If the job is not completed or failed within the configured job activation timeout, Zeebe reassigns the job to another job worker. This does not affect the number of remaining retries.
A timeout may lead to two different workers working on the same job, possibly at the same time. If this occurs, only one worker successfully completes the job. The other complete job command is rejected with a NOT FOUND error.
The fact that jobs may be worked on more than once means that Zeebe is an “at least once” system with respect to job delivery and that worker code must be idempotent. In other words, workers must deal with jobs in a way that allows the code to be executed more than once for the same job, all while preserving the expected application state.
As the docs shows, when a job is not completed or failed within the configured job activation timeout, it will be automatically retried again,which means our business logic may execute many times.

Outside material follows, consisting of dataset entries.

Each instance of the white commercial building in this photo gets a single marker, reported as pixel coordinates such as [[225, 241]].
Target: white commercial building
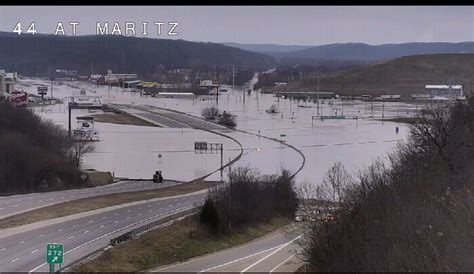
[[444, 91], [7, 83]]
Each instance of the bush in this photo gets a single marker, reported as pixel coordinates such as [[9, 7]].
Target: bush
[[227, 119], [209, 215], [250, 198]]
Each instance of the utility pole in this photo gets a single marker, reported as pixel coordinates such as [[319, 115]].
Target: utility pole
[[318, 96], [52, 79]]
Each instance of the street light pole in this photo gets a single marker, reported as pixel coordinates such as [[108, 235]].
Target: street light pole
[[318, 96]]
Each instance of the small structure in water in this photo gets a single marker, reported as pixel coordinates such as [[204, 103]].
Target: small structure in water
[[85, 130]]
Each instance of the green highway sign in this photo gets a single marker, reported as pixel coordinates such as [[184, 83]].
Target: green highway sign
[[54, 253]]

In our cases, it’s hard to guarantee the idempotentence of all job.
So is there anyway to disable auto retry when job is timeout?

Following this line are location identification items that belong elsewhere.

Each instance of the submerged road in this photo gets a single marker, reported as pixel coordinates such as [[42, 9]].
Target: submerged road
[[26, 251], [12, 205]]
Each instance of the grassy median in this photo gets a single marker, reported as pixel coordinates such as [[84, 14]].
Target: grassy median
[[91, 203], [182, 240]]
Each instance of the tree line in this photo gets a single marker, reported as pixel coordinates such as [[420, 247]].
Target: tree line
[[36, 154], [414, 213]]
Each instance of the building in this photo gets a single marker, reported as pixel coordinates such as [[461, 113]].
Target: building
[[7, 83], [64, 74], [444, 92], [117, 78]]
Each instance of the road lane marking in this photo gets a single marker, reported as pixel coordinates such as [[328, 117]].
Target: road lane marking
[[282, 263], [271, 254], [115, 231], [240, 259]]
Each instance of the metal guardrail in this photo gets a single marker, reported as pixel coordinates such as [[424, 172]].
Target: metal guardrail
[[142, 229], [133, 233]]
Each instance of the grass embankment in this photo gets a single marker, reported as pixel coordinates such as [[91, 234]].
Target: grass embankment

first of all, you should measure how long your task will take at a max and adjust the timeout value of your request according to it.

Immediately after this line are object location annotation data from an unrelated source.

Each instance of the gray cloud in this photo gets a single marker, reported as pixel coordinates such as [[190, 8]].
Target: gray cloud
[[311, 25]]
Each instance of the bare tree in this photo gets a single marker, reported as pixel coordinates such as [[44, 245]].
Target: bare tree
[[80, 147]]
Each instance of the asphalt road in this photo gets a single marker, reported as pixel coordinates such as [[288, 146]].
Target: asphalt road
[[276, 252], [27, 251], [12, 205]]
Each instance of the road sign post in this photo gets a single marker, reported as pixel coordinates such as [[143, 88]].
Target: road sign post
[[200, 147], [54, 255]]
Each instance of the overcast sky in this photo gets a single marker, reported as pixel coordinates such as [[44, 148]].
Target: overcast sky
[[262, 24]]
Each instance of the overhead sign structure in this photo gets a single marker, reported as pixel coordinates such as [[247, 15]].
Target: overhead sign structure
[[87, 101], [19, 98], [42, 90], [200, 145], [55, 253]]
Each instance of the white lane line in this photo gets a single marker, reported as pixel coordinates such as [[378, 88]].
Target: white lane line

If this value varies too much or is too high, you could implement a worker-side state that tracks the executed jobs. My assumption is here that your workers are scaleable. The new worker picking up a job would then be able to check if the task is still in progress.
The auto retry cannot be disabled. The reason is that a worker could crash during execution, leaving a task locked forever. The timeout prevents this.
you could achieve this by letting a task fail without retries explicitely in your worker code before the task times out. It is possible, but please also test this behaviour under load. It could lead to more admistrative overhead.
letting a task fail without retries explicitely in your worker code before the task times out
Seems help. But that means I need write the code in every Job Worker. I hope the broker can fail the job dirrectly when timeout or in a configurable way.
Maybe I can open an issue to see whether others meet the same case with me?